Molecular risk stratification of myelodysplastic syndromes in Brazil: A cohort applying IPSS-m and taxonomic classification Free

Myelodysplastic syndromes (MDS) remain underrepresented in epidemiologic research from Latin America. Large studies such as Belli et al. (2015) and the Re-GLAM registry (2022) provided important insights into the clinical and cytogenetic landscape of MDS in the region, with median overall survival (OS) ranging from 35 to 56 months. However, the impact of genomic drivers on outcomes in Latin American populations has remained largely unexplored. To date, no Brazilian cohort has comprehensively applied next-generation sequencing (NGS) combined with the 2022 World Health Organization/ International Consensus Classification (WHO/ICC) classifications, the International Prognostic Scoring System–Molecular (IPSS-M), and the recently proposed taxonomic classification by Bernard et al.(2024). The molecular perspective in MDS is an unmet epidemiological need and lacks region-specific data to refine risk stratification and therapeutic decision-making.

We conducted a retrospective single-center analysis of 114 patients with MDS diagnosed between January 2018 and December 2024 at a private tertiary hospital in Brazil. All patients underwent bone marrow evaluation, conventional cytogenetics, and comprehensive next-generation sequencing (NGS) of a myeloid gene panel. Cases were classified according to the 2022 WHO/ICC, and taxonomic classification. Risk was assessed using both IPSS-R and IPSS-M. Survival outcomes were estimated by Kaplan–Meier analysis, with subgroup comparisons by age, molecular alterations, and treatment modality, including hypomethylating agents (HMA), venetoclax, and allogeneic hematopoietic stem cell transplantation (HSCT).

The median age at diagnosis was 75 years (range, 33–95), significantly older than in prior Latin American cohorts, with a predominance of male patients (59.6%). According to 2022 WHO/ICC, the most common subtypes were MDS with low blasts (29.8%)/MDS with multilineage dysplasia (27,2%), MDS with SF3B1 mutation (14.9%/17,5%), MDS with increased blasts (21.1%)/MDS-EB or MDS/AML (26,3%). IPSS-R classified 48,2% as very low/low, 21.9% as intermediate, 36,8%as high/very high risk. In contrast, IPSS-M upstaged 18% of cases: 44,5% very low/low/intermediate-low, 55,5% intermediate-high/high/very high. By IPSS-R the prevalence of patients classified as high/very high risk was significantly higher than <25%that was reported in previous Latin American series. Applying molecular taxonomy, the most frequent categories were TP53-complex (21.2%), SF3B1 (15,1%). The most common mutations were SF3B1 (28.9%), TET2 (24.4%), ASXL1 (23.3%), and TP53 (16.7%). We identified a higher prevalence of patients in the TP53-complex (p=0,000159) and AML-like (p=0,27) subgroups compared with the pivotal study, suggesting that, at least in the Brazilian population with access to NGS panels, the disease tends to present at more advanced stages. Despite being predominantly a high-risk population, our cohort demonstrated survival curves comparable to those reported in the Latin American and international literature.
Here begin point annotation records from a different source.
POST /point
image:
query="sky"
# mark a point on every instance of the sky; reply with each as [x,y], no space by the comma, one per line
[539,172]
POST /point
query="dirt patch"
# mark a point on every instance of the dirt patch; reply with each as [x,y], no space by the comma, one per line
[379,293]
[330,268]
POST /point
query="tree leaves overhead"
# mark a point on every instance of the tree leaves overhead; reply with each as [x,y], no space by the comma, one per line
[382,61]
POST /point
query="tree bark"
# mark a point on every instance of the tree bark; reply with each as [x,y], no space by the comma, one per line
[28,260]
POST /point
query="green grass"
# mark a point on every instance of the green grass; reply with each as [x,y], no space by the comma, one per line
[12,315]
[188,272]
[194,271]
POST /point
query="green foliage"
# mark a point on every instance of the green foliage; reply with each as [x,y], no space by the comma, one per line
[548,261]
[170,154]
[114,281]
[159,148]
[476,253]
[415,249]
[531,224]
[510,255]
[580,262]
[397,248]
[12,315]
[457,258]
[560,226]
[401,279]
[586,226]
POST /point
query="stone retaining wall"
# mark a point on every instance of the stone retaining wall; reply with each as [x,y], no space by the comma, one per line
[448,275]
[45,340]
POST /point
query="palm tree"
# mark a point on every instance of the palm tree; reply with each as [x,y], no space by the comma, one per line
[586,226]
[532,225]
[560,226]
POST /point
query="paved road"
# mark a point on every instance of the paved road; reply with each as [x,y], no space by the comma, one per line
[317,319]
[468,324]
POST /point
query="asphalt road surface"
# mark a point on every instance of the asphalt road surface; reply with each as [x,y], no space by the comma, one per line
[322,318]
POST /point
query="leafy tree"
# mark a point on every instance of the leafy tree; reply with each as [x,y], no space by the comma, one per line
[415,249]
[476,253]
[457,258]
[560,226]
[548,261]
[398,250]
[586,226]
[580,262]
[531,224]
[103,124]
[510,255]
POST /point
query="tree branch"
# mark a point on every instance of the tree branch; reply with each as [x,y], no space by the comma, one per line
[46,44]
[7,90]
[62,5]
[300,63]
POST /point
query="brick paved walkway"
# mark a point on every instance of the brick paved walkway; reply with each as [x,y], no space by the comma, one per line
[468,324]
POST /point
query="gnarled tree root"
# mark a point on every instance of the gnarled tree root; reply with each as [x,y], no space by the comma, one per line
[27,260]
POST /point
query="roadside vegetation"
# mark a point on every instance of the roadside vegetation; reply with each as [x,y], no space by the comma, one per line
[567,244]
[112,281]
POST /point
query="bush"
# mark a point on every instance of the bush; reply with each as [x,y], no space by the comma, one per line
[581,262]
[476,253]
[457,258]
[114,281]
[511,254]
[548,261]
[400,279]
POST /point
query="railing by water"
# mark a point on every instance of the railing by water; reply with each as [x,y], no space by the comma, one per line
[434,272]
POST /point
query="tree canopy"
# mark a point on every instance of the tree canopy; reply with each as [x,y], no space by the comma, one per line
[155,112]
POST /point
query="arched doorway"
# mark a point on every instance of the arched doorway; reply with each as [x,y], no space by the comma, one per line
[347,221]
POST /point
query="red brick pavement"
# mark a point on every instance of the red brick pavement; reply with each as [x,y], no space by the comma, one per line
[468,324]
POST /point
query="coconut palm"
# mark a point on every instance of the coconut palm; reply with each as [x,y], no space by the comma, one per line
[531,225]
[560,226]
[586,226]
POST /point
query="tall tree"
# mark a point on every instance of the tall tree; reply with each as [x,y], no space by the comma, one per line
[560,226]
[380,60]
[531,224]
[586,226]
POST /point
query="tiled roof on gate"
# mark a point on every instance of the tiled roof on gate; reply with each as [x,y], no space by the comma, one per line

Median OS for the entire cohort was 50.4 months (95% CI, 37.2–not reached). Patients <70 years had significantly better outcomes (p=0.0029). TP53 mutations conferred poorest OS (p<0.0001), whereas SF3B1 did not yield a survival advantage (p=0.68). Venetoclax-based regimens were administered in 9% of the cohort and were associated with a trend toward improved OS (p=0.28). Among patients who underwent transplantation, median OS was not reached during follow-up, in sharp contrast to the median of 37.2 months observed in non-transplanted patients. These results confirm the curative potential of allogeneic transplantation in MDS, underscoring its role as the only strategy capable of durably altering the natural history of the disease.This is the first Brazilian cohort to systematically apply IPSS-M and molecular taxonomy. Despite a significantly older median age, overall survival was comparable to prior series. Our findings confirm the strong adverse prognostic impact of TP53-complex subgroups, emphasize the utility of IPSS-M in refining risk stratification, and validate the clinical relevance of the molecular taxonomy in Latin America. This study highlights the critical importance of routine molecular profiling in MDS and establishes a benchmark for future collaborations aimed at improving outcomes in underrepresented populations.